Working Backwards from Learning Outcomes

Backward design is an approach to learner-centered course design help students understand the purpose of a course, and how to navigate their learning to achieve the desired outcomes. It also helps you, the instructor, ensure that all elements of your course support the most prioritized aspects of student learning.

Thinking of your course as a road trip, Backward Design serves as a roadmap that guides us through the design process.

Backward Design: A Road Trip Analogy*

With no roadmap, students navigating our courses might only pass by landmarks that they like and miss really critical priorities.​  Backward design helps us to make sure that a course introduces the most important skills, strategies and content, and that both the instructor and student know how they are progressing towards those goals along the way.  It proposes three steps to course design, which we can frame with the following analogies to questions about our road trip.

  1. Where do we want to go? (Course Outcomes) ​
  2. How will we know if we have arrived? (Assessments) ​
  3. What will we need to help us get there? (Instructional methods, activities, course materials, course schedule) ​

When these three course components (outcomes, assessments, and instructional methods) support one another, they are in alignment. 

* After Darby, F., & Lang, J. M. (2019). Small teaching online: Applying learning science in online classes. San Francisco: Jossey-Bass.

Getting Started – Learning Outcomes

Course learning outcomes encompass the goals you have for your students’ learning. They are also known as course goals, define the general purpose of a course and paint the big picture. From the broad course goals flow more specific and concrete learning objectives. The learning objectives must to be constructed in ways that allow both teacher and student to assess whether the objectives have been met during the course of study. For more see Designing Learning Outcomes (Teaching@Tufts)
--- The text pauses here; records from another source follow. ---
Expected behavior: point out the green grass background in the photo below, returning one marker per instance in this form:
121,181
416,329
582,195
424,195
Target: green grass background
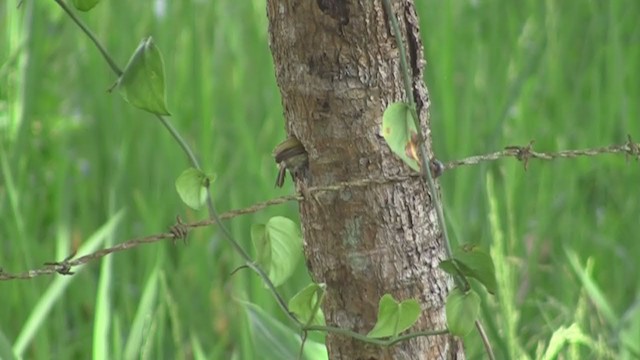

To establish a backdrop for all that follows, some find it helpful to draft a course ‘story’ that one might tell on the first day of class. Some questions to help frame the story include: why is it exciting (or important though not so obviously exciting)? Why should students care? What is the course and what is it not? From this departure point, a logical next step is to describe the intended learning objectives for the course that will help you and your students to achieve your overall course goals. Each component in the course should link back to those overarching goals.
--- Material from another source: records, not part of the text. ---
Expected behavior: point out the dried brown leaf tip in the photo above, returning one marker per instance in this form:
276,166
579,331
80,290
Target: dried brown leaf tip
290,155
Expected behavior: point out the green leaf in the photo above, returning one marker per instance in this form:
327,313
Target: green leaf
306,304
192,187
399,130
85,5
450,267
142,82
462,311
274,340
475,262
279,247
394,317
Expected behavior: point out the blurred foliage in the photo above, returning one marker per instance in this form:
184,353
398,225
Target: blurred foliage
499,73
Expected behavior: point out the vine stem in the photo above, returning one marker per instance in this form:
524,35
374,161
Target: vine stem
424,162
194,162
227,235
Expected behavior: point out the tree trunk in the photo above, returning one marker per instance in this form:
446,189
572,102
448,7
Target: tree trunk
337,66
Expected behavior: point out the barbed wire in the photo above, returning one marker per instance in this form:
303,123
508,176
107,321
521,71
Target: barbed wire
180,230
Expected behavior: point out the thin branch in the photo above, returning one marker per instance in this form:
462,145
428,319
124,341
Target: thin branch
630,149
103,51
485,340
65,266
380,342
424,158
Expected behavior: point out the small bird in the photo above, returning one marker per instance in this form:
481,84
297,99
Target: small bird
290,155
Designing pathways for learning – Course Assessments & Learning Activities

If you define the outcomes clearly enough, the learning activities that are most salient should become readily apparent, and the assessment strategies much more focused. Ask yourself: What skills will demonstrate achievement of the learning objectives? What content is required to support the development of these skills? What are the desired long-term learning outcomes (i.e. what do you want your students to remember in 30 years?)

The Benefits of Backward Course Design

  • During the course design process, the content should be distilled and prioritized. The learning outcomes will become underlying themes which thread the course together. Backward course design will allow you to create a road map: where are we now and where are we headed?
  • When students understand the course goals, they can then understand how each assignment will help them work towards these. Students will be able to see the road map of the course and identify the relevance of each activity, exam, quiz, or assignment.